Saturday, 17 November 2012

SPIEGEL IM SPIEGEL

“Life is a mirror and will reflect back to the thinker what he thinks into it.” - Ernest Holmes
 

“Spiegel im Spiegel” is a piece of music written by Arvo Pärt in 1978, just prior to his departure from Estonia. The piece is in the tintinnabular style of composition, wherein a melodic voice, operating over diatonic scales, and tintinnabular voice, operating within a triad on the tonic, accompany each other.
 

The piece was originally written for a single piano and violin - though the violin has often been replaced with either a cello or a viola.
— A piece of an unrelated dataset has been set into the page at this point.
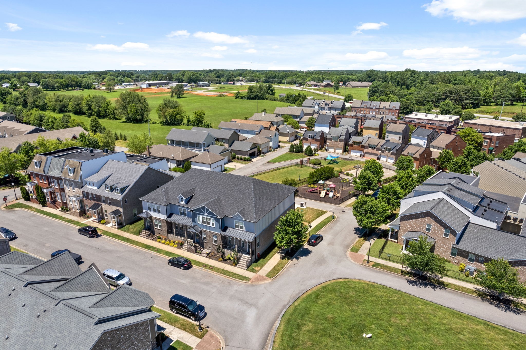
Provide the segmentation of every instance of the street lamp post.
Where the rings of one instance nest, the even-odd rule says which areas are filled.
[[[198,328],[197,328],[197,330],[199,331],[199,332],[203,332],[203,328],[201,327],[201,320],[200,320],[200,318],[199,317],[199,314],[200,313],[199,313],[199,301],[198,300],[196,302],[196,304],[197,304],[197,322],[196,323],[196,325],[197,325],[197,324],[198,323],[199,324],[199,326],[198,326]]]
[[[15,189],[15,183],[11,182],[11,186],[13,186],[13,191],[15,192],[15,199],[18,199],[18,198],[16,198],[16,190]]]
Versions also exist for double bass, clarinet, horn, flute and percussion. The piece is an example of minimal music.
 

The piece is in F major in 6/4 time, with the piano playing rising crotchet triads and the second instrument playing slow scales, alternately rising and falling, of increasing length, which all end on the note A (the mediant of F). The piano’s left hand also plays notes, syncopated with the violin (or other instrument).
 

“Spiegel im Spiegel” in German means “mirror in the mirror” referring to the infinity of images produced by parallel plane mirrors: The tonic triads are endlessly repeated with small variations as if reflected back and forth. The English word for this phenomenon is “enfilade”.